Thursday, December 27, 2007

Christmas stollen

My most beautiful cookbook (shut up, it is beautiful) Home Baking has a lot of seasonal breads in it, and I've been meaning to make the stollen for a few years now, despite the fact it never was anything I had in my childhood or a family tradition or anything. Although the Germans do seem to do Christmas best; my mother does make lebkuchen cookies with oblaten wafers every year. These are heavy on the almonds, so I never eat them unless she refrains from decorating some. Anyway, some helpful links:
.wav file for pronunciation

stollen is praised by gawker, so it must be good

My version involves the previously mentioned candied peel, and dried cranberries. No one likes raisins, son. It's quark stollen, but quark is somewhat lacking in the bodegas and markets of Brooklyn, so I substituted Greek yogurt. Germans and Greeks get along, right? My recipe had no almonds, but many do.

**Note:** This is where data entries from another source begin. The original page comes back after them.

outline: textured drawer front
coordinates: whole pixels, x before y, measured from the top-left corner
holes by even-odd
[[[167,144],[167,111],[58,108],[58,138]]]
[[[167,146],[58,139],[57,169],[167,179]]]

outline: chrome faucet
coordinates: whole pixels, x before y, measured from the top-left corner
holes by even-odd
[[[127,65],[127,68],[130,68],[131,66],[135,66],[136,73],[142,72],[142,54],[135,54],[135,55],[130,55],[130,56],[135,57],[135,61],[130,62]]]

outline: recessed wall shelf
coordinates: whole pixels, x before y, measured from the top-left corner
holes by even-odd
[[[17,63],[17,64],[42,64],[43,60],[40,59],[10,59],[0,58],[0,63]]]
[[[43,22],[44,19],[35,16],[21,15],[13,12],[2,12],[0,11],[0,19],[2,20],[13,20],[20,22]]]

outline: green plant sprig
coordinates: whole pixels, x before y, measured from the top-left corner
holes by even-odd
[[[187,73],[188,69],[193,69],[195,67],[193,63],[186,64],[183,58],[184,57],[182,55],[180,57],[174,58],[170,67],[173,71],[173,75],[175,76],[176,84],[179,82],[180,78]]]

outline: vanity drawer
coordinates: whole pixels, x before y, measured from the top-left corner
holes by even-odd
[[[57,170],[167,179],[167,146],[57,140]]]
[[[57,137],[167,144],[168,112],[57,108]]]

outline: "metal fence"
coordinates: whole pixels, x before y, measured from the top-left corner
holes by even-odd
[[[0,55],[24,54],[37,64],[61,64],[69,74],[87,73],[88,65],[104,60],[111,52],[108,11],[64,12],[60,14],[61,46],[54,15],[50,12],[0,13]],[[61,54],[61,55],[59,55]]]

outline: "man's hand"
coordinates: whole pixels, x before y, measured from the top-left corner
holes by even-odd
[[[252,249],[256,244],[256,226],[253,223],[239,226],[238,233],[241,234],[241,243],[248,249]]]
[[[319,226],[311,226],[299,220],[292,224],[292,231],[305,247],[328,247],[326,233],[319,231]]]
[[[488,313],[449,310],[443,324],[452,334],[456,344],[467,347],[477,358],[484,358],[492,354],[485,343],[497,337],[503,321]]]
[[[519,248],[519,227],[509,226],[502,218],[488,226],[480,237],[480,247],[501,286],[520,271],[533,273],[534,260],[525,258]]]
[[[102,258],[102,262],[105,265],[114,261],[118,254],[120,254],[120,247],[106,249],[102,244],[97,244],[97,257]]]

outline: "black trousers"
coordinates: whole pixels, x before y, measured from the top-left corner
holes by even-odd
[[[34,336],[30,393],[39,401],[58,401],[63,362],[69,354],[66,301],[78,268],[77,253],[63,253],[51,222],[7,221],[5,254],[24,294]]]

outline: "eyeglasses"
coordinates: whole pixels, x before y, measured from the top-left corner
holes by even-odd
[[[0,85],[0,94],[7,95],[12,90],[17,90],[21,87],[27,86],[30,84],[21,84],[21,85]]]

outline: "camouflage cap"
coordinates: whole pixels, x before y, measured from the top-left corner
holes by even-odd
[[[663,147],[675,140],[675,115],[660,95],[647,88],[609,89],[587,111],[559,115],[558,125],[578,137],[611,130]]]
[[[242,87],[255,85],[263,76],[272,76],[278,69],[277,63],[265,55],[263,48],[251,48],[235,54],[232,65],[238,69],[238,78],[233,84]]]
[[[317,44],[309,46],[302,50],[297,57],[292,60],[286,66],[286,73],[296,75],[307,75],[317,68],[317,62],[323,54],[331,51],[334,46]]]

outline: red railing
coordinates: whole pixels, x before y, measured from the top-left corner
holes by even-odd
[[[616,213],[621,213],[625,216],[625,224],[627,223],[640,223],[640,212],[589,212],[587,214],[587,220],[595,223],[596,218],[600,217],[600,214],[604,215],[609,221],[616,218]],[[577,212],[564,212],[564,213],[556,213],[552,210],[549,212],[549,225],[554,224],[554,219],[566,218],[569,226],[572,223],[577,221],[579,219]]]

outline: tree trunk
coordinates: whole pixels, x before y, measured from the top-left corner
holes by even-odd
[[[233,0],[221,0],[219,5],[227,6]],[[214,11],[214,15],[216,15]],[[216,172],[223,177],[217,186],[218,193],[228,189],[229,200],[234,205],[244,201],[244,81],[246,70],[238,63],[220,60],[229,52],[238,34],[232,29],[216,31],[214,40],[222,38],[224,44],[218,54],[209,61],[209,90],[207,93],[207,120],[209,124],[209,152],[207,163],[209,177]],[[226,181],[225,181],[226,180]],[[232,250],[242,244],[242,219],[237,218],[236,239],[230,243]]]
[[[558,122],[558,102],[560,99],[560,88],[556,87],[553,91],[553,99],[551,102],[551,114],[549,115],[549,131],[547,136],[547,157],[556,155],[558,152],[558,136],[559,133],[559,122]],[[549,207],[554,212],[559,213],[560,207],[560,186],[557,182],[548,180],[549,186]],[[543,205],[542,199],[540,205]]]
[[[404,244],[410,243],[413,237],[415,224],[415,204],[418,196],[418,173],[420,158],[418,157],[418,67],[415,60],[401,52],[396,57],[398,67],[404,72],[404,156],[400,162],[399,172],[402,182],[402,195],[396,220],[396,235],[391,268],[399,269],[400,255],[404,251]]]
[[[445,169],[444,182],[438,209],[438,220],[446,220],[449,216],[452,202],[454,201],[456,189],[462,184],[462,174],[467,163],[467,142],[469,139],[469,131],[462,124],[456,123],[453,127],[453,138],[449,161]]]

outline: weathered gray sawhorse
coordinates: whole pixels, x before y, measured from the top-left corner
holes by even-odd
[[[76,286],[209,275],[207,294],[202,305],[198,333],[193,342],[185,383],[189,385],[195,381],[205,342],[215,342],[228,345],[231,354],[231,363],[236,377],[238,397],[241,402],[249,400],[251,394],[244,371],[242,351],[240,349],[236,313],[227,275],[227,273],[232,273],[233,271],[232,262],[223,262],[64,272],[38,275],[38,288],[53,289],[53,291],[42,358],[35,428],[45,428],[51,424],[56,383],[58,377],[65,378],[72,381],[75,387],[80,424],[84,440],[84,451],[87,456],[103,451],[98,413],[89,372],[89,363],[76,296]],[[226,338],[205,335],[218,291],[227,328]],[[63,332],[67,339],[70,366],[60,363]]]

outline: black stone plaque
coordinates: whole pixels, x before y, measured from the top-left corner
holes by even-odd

Or, worse, marzipan. (It's harder to see and pick out marzipan than it is almond slivers.) Seriously, people, stop it with the almonds. It's kind of trying too hard, really. The fruit is all soaked overnight in a mixture of orange juice, rum and black tea. Mmm.
I halved the recipe, which was a blessing, as the loaves made are humongous. Here they are, wrapped up in swaddling clothes. Uh, saran wrap. This isn't blasphemous, as stollen are supposed to look swaddled. Or mine entrances. It's all a bit confusing, really. See the first link above. I froze one, ate half of one over the course of a week and took the rest home.